Personal information
- Full name: Eric Balfour Lundie
- Born: 15 March 1888 Willowvale, Cape Colony
- Died: 12 September 1917 (aged 29) Passchendaele salient, West Flanders, Belgium
- Batting: Right-handed
- Bowling: Right-arm fast

International information
- National side: South Africa;
- Only Test: 27 February 1914 v England

Domestic team information
- 1908–09 to 1909–10: Eastern Province
- 1909–10 to 1910–11: Western Province
- 1913–14: Transvaal

Career statistics
| Competition | Tests | First-class |
| Matches | 1 | 9 |
| Runs scored | 1 | 126 |
| Batting average | 1.00 | 8.40 |
| 100s/50s | 0/0 | 0/0 |
| Top score | 1 | 29 |
| Balls bowled | 286 | 1510 |
| Wickets | 4 | 26 |
| Bowling average | 26.75 | 25.34 |
| 5 wickets in innings | 0 | 1 |
| 10 wickets in match | 0 | 0 |
| Best bowling | 4/101 | 6/52 |
| Catches/stumpings | 0/– | 7/– |
- Source: Cricinfo, 20 November 2017

= Bill Lundie =

South African cricketer (1888–1917)

Eric Balfour "Bill" Lundie (15 March 1888 – 12 September 1917) was a South African cricketer who played in one Test in 1914.

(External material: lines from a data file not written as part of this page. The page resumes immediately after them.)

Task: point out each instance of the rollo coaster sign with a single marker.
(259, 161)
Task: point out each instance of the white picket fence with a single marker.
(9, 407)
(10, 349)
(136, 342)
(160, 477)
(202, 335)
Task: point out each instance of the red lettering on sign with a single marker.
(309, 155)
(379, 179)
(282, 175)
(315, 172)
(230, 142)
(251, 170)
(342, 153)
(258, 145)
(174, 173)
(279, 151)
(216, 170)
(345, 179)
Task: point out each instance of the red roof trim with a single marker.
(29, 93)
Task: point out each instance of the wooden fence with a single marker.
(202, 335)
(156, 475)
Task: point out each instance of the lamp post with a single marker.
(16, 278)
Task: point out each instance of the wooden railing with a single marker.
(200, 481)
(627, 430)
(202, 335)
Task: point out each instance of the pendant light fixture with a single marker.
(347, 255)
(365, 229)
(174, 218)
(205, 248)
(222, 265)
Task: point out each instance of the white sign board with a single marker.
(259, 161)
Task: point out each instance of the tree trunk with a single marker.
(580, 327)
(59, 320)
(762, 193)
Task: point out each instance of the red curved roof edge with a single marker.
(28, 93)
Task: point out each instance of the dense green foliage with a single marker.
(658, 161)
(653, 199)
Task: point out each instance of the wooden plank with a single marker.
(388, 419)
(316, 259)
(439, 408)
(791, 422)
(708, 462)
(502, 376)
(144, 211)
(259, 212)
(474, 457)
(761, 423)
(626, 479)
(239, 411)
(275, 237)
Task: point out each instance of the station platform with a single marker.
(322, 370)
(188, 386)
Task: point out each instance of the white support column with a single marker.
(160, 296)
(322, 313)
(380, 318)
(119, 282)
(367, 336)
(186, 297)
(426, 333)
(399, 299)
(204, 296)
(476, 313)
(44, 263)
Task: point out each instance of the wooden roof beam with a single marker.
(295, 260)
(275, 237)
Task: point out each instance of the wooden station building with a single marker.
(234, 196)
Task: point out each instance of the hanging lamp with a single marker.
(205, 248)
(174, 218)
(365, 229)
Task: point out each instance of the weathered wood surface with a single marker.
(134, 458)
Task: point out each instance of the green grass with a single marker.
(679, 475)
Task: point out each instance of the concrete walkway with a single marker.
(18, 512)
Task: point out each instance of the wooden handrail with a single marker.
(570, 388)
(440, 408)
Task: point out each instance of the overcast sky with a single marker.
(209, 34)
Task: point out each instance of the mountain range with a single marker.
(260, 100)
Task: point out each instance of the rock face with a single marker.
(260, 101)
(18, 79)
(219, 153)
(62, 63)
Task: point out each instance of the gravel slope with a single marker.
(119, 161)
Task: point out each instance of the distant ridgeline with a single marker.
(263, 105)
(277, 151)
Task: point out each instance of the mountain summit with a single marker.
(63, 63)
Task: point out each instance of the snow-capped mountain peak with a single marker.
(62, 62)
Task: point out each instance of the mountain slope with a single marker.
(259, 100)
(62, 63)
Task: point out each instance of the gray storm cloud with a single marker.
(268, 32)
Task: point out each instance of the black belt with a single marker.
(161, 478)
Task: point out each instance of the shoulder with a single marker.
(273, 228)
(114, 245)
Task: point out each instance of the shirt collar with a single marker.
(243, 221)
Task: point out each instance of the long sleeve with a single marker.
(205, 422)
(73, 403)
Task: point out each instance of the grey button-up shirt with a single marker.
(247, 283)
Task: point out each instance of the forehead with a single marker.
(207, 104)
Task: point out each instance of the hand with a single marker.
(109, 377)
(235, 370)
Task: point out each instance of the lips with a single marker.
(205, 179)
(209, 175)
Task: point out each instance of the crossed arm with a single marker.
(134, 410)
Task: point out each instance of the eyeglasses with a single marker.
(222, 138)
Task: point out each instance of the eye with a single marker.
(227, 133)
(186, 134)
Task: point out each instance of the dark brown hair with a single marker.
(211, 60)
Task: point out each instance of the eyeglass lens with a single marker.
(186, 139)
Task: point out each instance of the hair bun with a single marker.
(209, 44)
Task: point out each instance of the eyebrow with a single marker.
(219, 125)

A fast bowler, Bill Lundie played eight first-class matches for three provinces between 1909 and 1914. His best figures were 6 for 52 in Eastern Province's loss to Border in 1908–09. His only Test, and last first-class match, was the Fifth Test in England's tour of South Africa in 1913–14. Opening the bowling, and bowling into the wind, he took 4 for 101 off 46.3 overs as England made 411. It was the last Test match before World War I.

In the war, Lundie served with the South African Service Corps before being commissioned as a second lieutenant in the 3rd Battalion of the Coldstream Guards. He was killed by shellfire during the Battle of Passchendaele on 12 September 1917.